Cómo odio a este tipo. Y, sobre todo, cómo odio tener que darle la razón. Por suerte, me ahorro la replica porque en ese momento se le acerca un suboficial y le entrega una tableta electrónica.
-Capitán, esta es la lista de los pasajeros de la Mesmeren, con los datos que nos ha facilitado la compañía.
-Gracias, sargento.
Toma la tableta y, sin leerla, vuelve a dirigirse a mí.
-Y sepa, Zabalza, que he sido yo quien ha insistido en contar con usted en este caso.
-Oh. No sabe cuánto se lo agradezco.
-Ya sé que no. Pero debería hacerlo, y no solo por la pasta que puede ganar. Además, le estoy ofreciendo la oportunidad de demostrar la inocencia de uno de sus chicos.
Vale. Eso sí ha sido un directo a la mandíbula.

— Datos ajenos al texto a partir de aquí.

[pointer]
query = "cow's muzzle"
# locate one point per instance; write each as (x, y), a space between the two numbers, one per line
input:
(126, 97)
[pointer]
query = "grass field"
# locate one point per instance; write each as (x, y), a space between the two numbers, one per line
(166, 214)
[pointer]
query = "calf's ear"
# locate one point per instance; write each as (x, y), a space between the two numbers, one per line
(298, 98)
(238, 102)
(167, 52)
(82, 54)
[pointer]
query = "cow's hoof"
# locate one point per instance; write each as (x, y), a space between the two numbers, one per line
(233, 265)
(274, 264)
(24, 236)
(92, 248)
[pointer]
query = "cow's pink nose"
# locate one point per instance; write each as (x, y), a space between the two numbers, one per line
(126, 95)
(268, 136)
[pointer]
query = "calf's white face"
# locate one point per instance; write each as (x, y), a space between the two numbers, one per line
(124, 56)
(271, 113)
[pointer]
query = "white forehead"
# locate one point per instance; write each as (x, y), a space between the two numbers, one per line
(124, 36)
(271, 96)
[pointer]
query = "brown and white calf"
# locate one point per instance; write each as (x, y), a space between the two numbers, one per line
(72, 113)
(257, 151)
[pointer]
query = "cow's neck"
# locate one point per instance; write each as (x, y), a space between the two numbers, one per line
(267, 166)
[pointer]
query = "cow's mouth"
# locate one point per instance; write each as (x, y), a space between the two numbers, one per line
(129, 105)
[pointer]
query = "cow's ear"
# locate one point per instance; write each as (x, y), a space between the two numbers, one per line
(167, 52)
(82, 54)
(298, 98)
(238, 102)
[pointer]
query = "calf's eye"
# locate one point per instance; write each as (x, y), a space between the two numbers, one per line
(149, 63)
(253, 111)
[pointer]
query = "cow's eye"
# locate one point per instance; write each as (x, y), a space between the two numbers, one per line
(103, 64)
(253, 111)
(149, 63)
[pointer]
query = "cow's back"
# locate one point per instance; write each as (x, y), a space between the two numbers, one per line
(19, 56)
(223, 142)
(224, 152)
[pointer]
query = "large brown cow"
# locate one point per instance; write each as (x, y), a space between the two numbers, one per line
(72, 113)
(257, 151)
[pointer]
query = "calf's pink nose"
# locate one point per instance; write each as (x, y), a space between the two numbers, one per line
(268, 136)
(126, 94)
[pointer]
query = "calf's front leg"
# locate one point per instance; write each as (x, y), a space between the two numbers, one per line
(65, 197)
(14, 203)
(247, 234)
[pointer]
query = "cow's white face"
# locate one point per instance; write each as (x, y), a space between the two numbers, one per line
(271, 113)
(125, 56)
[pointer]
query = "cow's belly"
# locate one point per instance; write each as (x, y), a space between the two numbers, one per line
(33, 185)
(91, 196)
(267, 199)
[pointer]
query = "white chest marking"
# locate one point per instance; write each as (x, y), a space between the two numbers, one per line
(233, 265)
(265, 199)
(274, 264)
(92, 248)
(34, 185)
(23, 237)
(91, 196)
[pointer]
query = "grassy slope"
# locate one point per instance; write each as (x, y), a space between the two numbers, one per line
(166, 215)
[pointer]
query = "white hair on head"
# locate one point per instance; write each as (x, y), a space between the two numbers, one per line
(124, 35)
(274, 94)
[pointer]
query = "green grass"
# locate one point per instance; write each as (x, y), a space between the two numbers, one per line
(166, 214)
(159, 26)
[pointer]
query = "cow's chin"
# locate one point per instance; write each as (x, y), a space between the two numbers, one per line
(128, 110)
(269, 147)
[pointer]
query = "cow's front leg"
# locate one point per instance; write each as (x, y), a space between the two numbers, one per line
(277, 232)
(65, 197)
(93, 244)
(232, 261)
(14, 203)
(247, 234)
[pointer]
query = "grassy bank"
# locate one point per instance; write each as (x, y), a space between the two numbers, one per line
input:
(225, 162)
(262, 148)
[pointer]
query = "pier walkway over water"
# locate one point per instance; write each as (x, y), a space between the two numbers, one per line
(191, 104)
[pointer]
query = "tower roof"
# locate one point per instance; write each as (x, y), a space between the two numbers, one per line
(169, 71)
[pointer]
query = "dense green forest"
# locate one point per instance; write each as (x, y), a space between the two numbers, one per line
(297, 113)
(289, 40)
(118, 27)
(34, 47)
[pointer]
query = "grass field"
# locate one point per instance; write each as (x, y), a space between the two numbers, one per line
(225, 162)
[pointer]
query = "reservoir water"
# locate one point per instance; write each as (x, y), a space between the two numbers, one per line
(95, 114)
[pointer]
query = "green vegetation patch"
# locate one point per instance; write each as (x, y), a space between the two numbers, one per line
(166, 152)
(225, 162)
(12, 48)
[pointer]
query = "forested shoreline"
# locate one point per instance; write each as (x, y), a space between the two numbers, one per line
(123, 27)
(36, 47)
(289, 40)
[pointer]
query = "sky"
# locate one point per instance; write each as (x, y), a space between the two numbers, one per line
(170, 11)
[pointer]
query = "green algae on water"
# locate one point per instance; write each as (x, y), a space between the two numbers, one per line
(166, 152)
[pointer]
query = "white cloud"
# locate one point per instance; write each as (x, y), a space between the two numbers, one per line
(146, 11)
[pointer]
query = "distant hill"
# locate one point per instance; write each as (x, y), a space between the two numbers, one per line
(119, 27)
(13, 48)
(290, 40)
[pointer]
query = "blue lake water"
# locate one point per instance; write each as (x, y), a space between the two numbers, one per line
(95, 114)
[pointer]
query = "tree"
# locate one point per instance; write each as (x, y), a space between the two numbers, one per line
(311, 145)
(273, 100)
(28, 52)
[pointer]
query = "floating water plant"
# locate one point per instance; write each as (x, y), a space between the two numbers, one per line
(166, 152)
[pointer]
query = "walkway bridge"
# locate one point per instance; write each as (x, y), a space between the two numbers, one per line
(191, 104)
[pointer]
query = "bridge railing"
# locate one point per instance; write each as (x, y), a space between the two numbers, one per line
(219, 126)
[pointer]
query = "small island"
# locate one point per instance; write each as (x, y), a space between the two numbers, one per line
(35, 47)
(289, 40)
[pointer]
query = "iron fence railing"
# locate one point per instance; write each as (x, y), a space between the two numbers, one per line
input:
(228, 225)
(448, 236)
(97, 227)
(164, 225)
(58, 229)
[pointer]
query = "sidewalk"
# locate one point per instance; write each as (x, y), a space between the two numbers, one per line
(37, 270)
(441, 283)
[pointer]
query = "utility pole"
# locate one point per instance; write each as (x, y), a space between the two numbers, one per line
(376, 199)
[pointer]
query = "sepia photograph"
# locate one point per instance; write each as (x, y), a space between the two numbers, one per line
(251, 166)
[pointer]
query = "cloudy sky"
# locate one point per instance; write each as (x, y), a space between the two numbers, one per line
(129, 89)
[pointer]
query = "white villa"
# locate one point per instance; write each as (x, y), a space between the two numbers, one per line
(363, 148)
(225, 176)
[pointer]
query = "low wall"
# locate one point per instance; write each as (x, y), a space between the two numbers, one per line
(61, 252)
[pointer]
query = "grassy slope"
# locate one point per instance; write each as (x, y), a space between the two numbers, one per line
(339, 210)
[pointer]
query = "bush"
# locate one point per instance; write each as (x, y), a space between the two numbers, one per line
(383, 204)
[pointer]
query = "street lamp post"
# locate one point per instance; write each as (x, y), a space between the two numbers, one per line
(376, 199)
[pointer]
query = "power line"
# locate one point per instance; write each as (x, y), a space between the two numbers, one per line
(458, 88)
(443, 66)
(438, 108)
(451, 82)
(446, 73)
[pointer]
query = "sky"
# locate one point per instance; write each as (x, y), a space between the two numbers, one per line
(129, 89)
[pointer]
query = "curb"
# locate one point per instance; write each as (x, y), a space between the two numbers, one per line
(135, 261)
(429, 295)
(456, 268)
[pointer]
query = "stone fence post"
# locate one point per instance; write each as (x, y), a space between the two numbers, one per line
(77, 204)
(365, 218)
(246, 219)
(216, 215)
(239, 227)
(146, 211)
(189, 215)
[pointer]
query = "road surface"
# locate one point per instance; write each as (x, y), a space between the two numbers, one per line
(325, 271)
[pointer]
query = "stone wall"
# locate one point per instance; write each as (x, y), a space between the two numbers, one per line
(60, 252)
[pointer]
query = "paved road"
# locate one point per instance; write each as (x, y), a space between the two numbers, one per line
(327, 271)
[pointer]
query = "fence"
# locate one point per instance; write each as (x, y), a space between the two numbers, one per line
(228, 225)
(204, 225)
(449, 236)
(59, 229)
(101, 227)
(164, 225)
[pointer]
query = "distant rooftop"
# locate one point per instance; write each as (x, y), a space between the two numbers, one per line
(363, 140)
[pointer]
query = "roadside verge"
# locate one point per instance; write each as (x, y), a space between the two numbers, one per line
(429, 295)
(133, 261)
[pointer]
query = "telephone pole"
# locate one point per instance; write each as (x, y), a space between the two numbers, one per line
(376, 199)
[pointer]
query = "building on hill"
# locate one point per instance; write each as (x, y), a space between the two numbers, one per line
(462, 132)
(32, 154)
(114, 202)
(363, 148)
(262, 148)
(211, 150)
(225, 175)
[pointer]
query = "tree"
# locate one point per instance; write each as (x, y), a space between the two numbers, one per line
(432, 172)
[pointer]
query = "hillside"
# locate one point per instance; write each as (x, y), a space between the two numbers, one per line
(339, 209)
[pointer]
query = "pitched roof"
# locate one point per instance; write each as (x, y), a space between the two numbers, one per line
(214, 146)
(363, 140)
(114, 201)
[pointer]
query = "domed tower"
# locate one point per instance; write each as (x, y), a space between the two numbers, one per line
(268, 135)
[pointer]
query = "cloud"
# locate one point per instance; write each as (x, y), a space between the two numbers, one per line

Y reconozco que ha conseguido tambalearme.
-¿Qué...? Eh, eh, espere un segundo... ¿Me está diciendo que el ordenador central de esa nave... es "uno de mis chicos"?
Esa es una forma coloquial de referirse a los ordenadores puestos en servicio y entrenados por cada uno de los profesionales de mi especialidad. Se trata de jerga muy específica de mi gremio que yo no pensaba oír de labios de alguien como Barrantes.
-Así es, Zabalza. Ni más ni menos. No me diga que no había caído en la cuenta.
-¿Y cómo...? ¿Cómo lo ha sabido? ¿De dónde ha sacado esa información, capitán? Se trata de datos confidenciales, considerados secreto industrial por la IBM. ¡Podría denunciarle por ello!
Nueva sonrisita de Barrantes, distinta de las anteriores. Esta, para darme a entender hasta qué punto tiene la sartén por el mango.
-¿Denunciarme? ¡Oh...! Ande, déjese de melodramas venezolanos y falsas muestras de dignidad, Zabalza, hágame el favor. No estoy cometiendo ningún delito; ni siquiera una mínima irregularidad. Esa información que usted considera tan confidencial... nos la ha facilitado el propio Fred.
-¿Fred?
-¡El ordenador de la Mesmeren! Nos ha dicho que ese es su nombre. Que lo bautizaron así en honor a un bailarín de películas musicales del siglo XX. ¿Se puede ser más idiota?